What, then, are the right words? Easy to ask; impossible to answer. Should people who are against large organizations be called "minis"? They would not like that. Or should we try for neutral terms, like those of the Blue and Green factions that troubled Byzantium, or like Whig and Tory, whose original connotations have been lost to all but dedicated etymologists...
...Whig," John Kennedy once said disdainfully. What he meant was that unlike his predecessor, Dwight Eisenhower, and the 19th century Whigs William Henry Harrison and Millard Fillmore, he intended to be an activist President. Richard Nixon is something of a Whig, by choice as well as by circumstance. In his Inaugural, he celebrated "small, splendid efforts" of individual men. There are conflicting pulls on him, within his own party and in the country that gave him less than a majority last November and still reflects deep division in such splits as the Senate ABM vote...
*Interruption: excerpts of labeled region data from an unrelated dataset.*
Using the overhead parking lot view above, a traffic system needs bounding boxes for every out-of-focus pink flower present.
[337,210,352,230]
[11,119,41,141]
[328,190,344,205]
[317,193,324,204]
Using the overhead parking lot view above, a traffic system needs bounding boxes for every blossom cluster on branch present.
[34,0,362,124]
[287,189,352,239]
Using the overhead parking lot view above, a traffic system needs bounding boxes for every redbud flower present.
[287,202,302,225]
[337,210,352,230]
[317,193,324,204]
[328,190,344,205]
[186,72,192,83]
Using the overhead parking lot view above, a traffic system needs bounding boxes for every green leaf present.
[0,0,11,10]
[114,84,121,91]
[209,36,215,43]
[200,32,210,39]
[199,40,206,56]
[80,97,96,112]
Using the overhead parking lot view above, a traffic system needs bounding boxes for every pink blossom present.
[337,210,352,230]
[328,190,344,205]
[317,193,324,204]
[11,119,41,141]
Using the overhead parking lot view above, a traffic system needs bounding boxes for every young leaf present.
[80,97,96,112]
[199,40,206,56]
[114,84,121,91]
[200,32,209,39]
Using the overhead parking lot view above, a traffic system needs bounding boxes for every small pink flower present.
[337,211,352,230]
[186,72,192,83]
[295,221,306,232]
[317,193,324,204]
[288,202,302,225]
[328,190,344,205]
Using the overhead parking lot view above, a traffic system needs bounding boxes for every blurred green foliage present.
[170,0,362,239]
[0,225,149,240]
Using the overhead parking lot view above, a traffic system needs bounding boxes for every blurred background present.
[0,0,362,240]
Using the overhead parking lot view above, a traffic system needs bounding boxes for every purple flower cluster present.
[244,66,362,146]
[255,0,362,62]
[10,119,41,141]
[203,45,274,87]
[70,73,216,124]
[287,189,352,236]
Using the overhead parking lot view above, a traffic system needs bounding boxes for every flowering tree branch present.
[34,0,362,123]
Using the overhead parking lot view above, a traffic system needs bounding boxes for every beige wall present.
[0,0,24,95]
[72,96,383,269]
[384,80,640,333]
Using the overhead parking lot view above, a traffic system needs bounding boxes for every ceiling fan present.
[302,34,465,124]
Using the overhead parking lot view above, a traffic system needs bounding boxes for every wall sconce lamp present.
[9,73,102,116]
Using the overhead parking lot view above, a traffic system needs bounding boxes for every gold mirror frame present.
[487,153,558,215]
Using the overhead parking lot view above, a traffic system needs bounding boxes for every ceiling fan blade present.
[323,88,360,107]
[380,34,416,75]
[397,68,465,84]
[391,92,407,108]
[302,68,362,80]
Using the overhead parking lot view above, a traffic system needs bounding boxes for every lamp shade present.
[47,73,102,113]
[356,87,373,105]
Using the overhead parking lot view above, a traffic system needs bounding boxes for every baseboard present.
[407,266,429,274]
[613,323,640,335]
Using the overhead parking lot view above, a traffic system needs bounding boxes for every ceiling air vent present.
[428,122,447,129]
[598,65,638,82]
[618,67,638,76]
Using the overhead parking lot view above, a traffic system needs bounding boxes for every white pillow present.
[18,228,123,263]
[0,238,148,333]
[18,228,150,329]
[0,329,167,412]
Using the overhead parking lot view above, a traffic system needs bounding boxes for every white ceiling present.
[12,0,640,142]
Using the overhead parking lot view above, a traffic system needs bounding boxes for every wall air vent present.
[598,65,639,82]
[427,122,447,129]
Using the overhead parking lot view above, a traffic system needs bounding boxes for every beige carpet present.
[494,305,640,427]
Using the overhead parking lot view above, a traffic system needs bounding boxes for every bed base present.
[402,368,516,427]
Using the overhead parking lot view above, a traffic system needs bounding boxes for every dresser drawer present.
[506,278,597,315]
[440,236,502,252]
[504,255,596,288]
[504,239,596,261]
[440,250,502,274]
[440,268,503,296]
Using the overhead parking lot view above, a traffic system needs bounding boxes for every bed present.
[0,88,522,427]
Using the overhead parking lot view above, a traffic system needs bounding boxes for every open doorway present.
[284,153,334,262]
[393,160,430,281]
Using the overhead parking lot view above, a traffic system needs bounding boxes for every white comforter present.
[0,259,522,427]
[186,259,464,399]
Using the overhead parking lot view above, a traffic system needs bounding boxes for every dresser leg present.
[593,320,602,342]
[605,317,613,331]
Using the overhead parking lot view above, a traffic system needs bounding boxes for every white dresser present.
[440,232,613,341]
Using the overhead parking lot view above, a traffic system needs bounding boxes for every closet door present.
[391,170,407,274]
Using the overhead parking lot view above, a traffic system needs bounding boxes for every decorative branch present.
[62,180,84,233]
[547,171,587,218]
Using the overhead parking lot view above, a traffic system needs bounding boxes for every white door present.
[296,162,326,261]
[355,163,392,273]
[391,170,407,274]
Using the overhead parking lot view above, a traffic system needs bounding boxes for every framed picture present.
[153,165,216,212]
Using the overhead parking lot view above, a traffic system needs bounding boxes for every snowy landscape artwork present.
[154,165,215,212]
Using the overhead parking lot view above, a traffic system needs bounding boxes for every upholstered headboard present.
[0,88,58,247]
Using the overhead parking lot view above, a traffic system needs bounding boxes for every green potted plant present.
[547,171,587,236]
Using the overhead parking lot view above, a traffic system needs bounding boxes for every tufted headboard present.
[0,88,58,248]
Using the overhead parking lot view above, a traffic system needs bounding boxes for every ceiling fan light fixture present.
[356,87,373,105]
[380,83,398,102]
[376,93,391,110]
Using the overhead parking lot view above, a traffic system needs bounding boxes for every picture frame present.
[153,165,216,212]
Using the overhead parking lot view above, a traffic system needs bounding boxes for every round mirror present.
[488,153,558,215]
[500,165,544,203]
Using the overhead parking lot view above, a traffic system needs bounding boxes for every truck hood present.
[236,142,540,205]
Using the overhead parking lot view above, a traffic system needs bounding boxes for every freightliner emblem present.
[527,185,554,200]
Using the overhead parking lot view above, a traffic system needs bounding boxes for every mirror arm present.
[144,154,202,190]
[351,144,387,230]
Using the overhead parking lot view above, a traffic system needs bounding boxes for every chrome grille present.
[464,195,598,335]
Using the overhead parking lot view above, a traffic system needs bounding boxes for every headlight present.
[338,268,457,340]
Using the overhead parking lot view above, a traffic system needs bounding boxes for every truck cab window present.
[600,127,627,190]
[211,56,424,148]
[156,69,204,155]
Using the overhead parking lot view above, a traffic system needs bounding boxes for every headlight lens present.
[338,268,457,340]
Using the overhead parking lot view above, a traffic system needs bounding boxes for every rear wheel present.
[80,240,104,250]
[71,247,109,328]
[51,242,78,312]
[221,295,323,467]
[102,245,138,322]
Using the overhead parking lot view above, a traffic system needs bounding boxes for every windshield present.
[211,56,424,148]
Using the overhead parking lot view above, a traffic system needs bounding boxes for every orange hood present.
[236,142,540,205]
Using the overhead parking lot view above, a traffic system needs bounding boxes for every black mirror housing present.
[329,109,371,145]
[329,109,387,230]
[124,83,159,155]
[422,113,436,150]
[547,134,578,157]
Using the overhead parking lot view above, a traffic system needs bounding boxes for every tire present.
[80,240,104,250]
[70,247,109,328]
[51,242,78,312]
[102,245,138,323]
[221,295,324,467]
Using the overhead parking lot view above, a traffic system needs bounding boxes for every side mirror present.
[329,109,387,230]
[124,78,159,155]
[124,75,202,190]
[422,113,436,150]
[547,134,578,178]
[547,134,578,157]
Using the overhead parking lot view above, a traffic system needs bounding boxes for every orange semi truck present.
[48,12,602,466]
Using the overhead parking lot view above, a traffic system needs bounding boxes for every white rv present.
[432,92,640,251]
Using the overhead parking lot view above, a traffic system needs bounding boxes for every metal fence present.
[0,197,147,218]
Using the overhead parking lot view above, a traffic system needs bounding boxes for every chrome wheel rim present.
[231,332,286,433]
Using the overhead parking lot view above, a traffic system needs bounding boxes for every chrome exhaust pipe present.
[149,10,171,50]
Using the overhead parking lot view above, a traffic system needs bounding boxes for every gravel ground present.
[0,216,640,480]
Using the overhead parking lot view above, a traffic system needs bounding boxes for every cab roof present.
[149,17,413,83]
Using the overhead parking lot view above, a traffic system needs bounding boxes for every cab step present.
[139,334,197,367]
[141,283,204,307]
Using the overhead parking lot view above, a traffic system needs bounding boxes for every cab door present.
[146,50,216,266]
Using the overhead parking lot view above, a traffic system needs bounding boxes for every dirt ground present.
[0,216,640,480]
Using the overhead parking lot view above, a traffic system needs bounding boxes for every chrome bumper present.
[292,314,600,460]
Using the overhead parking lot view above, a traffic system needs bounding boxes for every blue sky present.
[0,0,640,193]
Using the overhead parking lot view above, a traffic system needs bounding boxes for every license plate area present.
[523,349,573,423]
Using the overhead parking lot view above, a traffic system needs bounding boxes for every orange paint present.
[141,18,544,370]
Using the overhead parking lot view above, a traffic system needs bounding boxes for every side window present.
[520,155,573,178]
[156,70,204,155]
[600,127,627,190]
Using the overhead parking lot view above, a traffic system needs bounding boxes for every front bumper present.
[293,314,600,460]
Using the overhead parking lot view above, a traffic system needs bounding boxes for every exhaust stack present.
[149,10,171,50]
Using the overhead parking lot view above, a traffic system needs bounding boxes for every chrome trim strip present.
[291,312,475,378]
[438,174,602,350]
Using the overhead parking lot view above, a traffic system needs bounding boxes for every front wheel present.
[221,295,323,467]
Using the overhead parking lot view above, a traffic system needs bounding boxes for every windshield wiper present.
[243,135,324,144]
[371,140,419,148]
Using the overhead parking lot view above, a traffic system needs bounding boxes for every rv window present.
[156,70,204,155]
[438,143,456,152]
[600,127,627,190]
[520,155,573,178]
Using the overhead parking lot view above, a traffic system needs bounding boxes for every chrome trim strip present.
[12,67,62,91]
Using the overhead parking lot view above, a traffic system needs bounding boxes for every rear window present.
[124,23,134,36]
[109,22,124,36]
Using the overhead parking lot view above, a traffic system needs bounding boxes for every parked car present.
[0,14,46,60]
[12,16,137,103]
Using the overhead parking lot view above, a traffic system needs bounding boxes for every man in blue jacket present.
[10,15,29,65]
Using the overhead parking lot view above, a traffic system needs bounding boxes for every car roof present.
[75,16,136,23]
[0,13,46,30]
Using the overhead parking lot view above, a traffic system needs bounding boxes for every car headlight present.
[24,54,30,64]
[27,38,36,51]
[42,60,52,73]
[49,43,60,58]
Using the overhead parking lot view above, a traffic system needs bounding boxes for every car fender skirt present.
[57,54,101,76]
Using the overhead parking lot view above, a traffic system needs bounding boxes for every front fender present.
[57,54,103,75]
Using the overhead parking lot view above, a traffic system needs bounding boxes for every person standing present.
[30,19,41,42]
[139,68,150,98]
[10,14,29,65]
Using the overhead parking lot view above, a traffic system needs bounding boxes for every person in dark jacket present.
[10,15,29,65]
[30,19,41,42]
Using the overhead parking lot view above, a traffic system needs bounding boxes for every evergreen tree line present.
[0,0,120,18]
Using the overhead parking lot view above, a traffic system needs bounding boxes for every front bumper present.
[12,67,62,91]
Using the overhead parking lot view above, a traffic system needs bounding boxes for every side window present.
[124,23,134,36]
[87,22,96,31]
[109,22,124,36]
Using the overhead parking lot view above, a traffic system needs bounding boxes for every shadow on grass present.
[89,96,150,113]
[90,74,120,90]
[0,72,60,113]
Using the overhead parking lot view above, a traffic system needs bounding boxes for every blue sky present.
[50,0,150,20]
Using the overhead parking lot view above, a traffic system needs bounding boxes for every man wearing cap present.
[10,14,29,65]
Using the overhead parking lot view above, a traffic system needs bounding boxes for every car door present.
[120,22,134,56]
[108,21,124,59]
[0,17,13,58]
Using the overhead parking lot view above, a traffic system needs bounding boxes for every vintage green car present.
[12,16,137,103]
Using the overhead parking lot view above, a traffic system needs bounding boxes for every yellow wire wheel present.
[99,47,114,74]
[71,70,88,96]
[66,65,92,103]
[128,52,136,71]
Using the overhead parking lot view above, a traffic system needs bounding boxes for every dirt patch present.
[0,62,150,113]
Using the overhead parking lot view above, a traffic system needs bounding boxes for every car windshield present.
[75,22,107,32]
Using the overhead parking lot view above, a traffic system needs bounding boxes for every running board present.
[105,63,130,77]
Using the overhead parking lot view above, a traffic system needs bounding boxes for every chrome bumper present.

Whiggery has its virtues. Passage of the tax bill is a good indication that a hyperactive President is not always necessary to useful legislative progress. Ultimately, the question is whether a Whig's approach can deal with the great internal problems of the U.S. today. Federal authority expanded from the New Deal onward largely because a vacuum existed at lower levels of government and in the private sector. Crises existed that only Washington seemed willing to attack. Today the problems may be different, but they are no less urgent. One test of Nixon's philosophy will come when state...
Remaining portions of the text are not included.